Nearing There

‘You have twelve more years,’ read the angel. ‘Erm. that’s twelve more minutes.
What do you, I mean did you, want to do
with the rest of your life within these finite limits?’
The angel watched me take this in and stew.

‘That’s eight now,’ said the angel. I was whistling,
making mind maps of the places I should visit
if I did had time. Death’s scythe persisted chiselling
at the stump of my lifespan in a rhythm to elicit

a shiver with each chip. I was not buying.
‘It’s a dream,’ I told the angel. ‘You and Death
aren’t really here. You two have not been allying
except in those gory stories like Macbeth.’

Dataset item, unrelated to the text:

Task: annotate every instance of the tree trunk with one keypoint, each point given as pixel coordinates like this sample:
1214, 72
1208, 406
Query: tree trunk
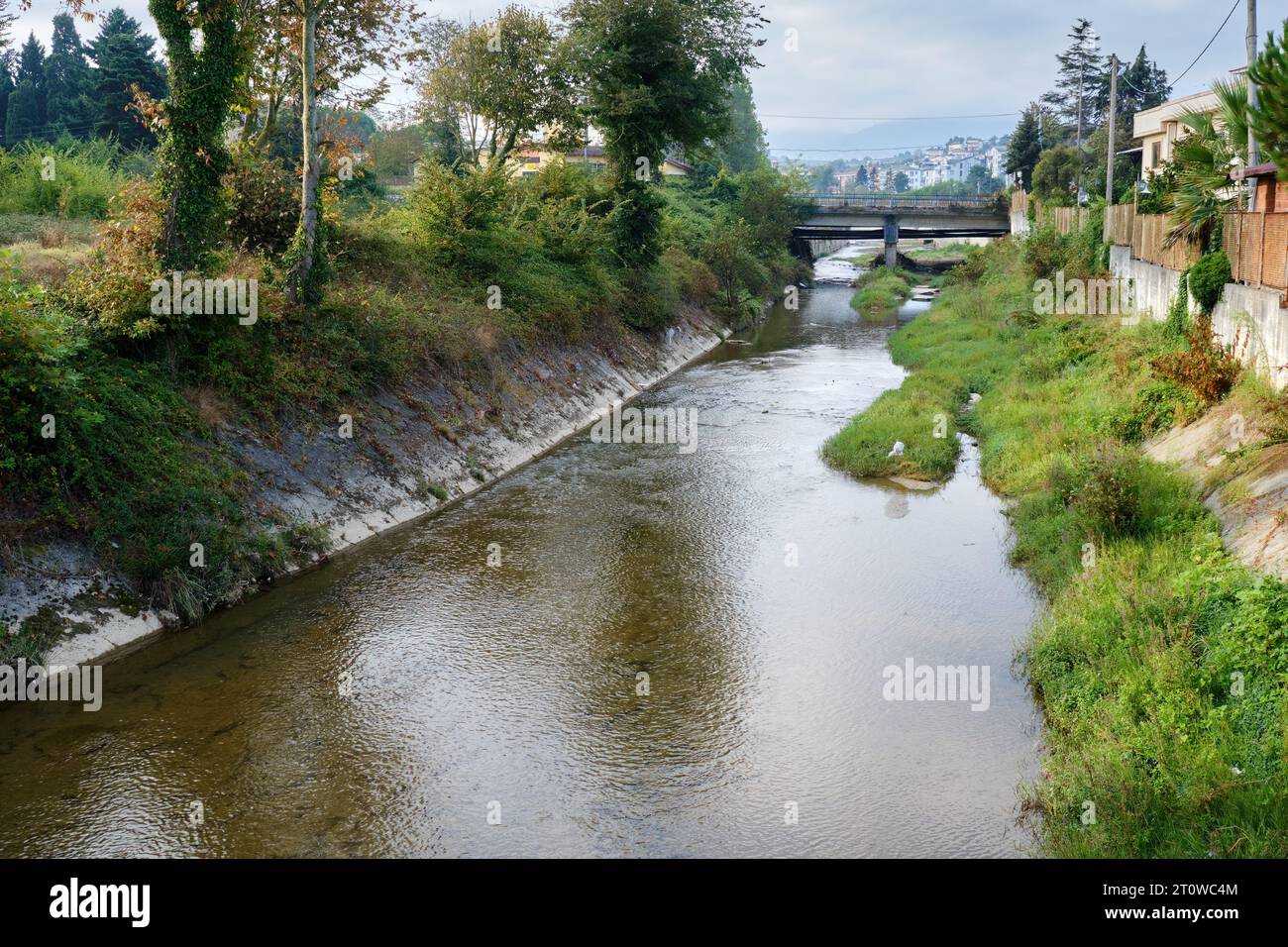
307, 235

‘Till now,’ said Death. Death grinned without a face.
‘There always is a last time,’ the angel added.
‘Don’t you mean “first”? I asked. They both embraced
my pedantry a moment. Then Death patted

my arm, that froze, and said, ‘you’re down to four.’
I sang a childhood song to show sang froid.
Death said, ‘This does not seem to be your year.
You’ve lived your life as if it were a schwa;

neutral, muddling middle, bland, unstressed.
You’ve not done aught that you must answer for
so question time’s not needed. Face stage left,
adjust your collar, try for debonair

as we get in step and march. You’re down to two.’
The angel turned the parchment page and said,
‘Well bless my soul, it was years!’ (Death withdrew.)
‘What will you do from now until you’re dead?’